# What song is this?



## MythAdrian (Aug 26, 2014)

Hey guys I am really struggling for 1 week to find out from what classical melody does the violin part from the next song is (0:10 to 0:20 from 



 ) I heard it in an underground rap song and i cannot figure out where is it from, can you help me?

Thanks!


----------



## PetrB (Feb 28, 2012)

Sometimes, people hear a violin, and as long as it is not bluegrass fiddling, they assume 'it must be classical.'

That doesn't sound 'classical' much at all to me, though I could be wrong. 
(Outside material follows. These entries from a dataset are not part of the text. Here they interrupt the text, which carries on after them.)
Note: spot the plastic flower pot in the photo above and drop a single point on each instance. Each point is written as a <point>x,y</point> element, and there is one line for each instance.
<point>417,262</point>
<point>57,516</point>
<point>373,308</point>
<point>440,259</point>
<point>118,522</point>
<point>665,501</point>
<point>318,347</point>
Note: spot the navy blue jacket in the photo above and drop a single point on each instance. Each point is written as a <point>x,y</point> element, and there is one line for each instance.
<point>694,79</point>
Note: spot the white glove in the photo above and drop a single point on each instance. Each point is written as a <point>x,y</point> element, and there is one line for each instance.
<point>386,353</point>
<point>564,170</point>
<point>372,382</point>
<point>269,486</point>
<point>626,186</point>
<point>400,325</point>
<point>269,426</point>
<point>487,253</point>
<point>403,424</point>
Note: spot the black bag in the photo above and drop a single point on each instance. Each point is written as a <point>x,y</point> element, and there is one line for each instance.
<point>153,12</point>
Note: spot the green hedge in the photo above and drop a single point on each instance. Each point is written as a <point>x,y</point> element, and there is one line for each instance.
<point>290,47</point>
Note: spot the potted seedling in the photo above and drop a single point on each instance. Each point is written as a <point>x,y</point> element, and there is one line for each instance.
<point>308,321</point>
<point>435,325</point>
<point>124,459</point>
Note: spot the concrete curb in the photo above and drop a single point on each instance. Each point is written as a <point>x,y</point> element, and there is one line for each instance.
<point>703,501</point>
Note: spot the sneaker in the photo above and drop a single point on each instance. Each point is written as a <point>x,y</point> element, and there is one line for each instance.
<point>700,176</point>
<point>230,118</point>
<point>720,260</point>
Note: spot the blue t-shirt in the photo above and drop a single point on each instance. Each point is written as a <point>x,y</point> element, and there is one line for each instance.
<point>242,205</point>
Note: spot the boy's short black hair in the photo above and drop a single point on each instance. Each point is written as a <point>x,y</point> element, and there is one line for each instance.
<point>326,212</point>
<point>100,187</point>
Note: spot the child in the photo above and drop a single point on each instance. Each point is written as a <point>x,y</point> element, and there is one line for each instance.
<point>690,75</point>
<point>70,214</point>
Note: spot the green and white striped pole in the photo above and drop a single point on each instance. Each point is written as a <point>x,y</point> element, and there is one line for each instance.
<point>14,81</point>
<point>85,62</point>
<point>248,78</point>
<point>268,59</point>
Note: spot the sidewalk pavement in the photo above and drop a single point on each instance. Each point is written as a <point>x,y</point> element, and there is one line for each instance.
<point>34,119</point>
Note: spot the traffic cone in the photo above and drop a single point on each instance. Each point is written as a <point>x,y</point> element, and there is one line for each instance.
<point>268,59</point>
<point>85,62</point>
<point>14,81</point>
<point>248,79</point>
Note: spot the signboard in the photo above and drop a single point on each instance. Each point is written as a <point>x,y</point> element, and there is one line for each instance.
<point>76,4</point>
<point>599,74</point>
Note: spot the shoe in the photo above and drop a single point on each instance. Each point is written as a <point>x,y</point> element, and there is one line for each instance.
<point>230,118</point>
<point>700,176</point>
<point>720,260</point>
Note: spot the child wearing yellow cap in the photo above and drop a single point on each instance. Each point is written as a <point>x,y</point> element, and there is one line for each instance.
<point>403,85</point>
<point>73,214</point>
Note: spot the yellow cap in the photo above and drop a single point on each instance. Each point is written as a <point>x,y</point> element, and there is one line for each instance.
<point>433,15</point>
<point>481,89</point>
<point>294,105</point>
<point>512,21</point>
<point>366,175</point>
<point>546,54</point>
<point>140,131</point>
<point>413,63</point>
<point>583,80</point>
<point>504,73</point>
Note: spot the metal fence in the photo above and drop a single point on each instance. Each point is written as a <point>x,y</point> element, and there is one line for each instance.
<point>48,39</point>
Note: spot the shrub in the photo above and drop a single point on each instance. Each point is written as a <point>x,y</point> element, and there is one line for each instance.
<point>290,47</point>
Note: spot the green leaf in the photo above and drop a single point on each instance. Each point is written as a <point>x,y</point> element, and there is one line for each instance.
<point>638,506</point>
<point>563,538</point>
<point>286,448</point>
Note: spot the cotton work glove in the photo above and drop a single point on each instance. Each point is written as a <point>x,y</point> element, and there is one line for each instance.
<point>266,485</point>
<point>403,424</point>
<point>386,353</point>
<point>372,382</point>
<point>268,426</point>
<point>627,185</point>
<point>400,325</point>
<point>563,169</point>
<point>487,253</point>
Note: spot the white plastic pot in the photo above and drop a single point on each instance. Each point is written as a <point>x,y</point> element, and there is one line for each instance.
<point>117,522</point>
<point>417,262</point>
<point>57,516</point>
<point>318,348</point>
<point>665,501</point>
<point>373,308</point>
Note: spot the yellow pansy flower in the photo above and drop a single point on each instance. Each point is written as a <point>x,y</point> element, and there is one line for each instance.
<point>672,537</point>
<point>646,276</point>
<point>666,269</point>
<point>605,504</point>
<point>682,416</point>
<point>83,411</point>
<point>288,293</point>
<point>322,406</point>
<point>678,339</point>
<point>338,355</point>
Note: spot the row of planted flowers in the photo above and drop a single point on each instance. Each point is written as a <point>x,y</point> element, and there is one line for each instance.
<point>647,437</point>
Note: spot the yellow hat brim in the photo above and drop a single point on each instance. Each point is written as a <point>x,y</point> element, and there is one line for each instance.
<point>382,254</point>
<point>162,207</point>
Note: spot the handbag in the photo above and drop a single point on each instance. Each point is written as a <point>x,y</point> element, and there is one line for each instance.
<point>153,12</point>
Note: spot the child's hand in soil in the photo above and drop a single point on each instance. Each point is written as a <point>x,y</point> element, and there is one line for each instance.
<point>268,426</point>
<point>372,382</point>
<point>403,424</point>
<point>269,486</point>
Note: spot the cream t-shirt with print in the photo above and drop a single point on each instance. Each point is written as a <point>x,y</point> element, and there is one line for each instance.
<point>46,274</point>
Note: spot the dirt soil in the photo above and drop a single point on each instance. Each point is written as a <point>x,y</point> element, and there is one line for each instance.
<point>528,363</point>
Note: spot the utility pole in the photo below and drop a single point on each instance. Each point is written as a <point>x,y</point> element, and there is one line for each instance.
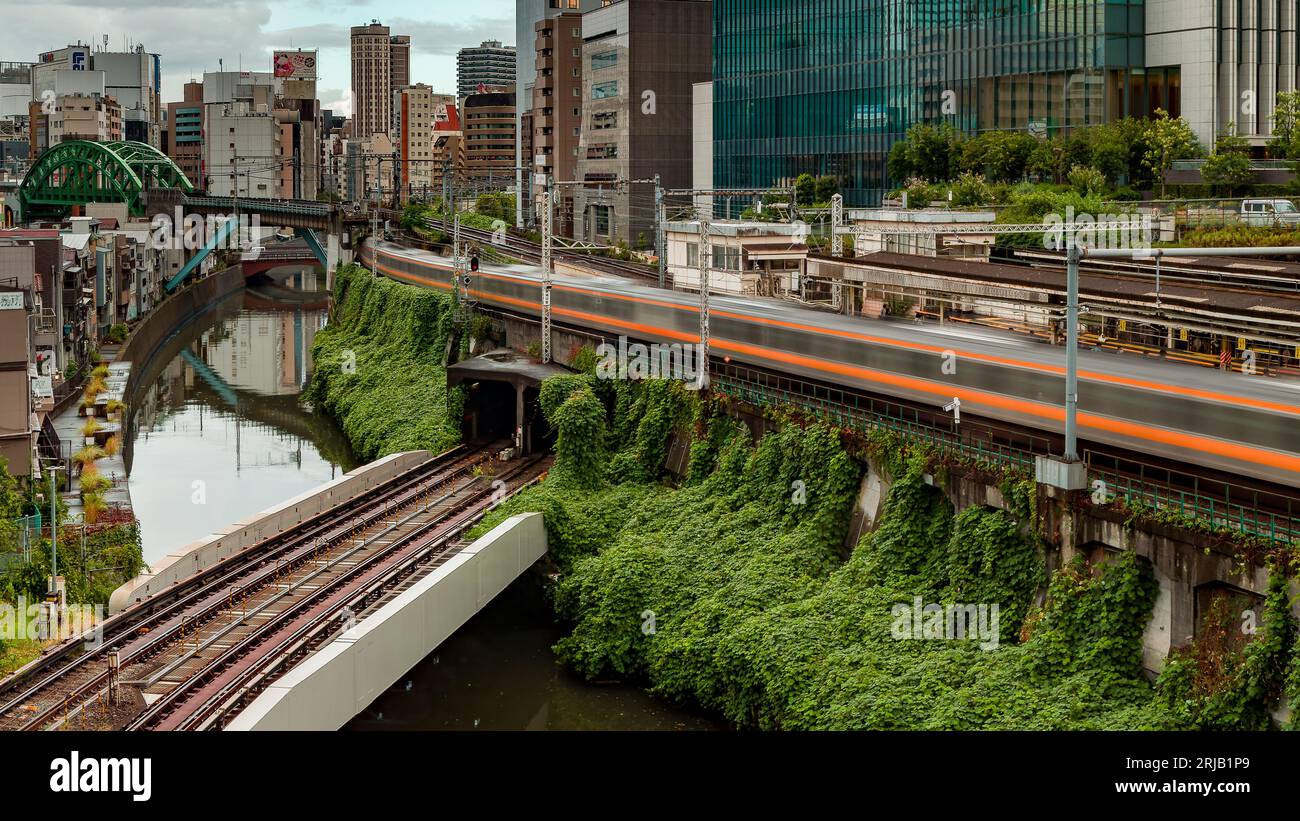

I think it is an original 'line' made up for the song, and it sounds very contemporary / pop / sentimental at that -- that does not rule out its being from some lighter genre of classical music, but I doubt it.


----------



## MythAdrian (Aug 26, 2014)

You are probably right, sorry for the confusion, i just didn't knew exactly where to ask about it.


----------



## PetrB (Feb 28, 2012)

MythAdrian said:


> You are probably right, sorry for the confusion, i just didn't knew exactly where to ask about it.


_This is exactly the right place for this sort of question_, so don't think to put your tail between your legs and walk away 

Do wait! I said I could be wrong. Collectively, people here know a _seriously impressive_ amount of repertoire, and of course, a violin-centric person just may have your answer, if there is one, or can positively tell you 'what it is.' If not, a further confirmation it is 'written for the song,' wouldn't hurt, either.

Best regards.


----------



## MythAdrian (Aug 26, 2014)

I spoke to the singer and he told me that they got it from another song but he can't remember which exactly. So i am pretty sure there is another song, though i am not sure about its type.

Thank you and best regards.


----------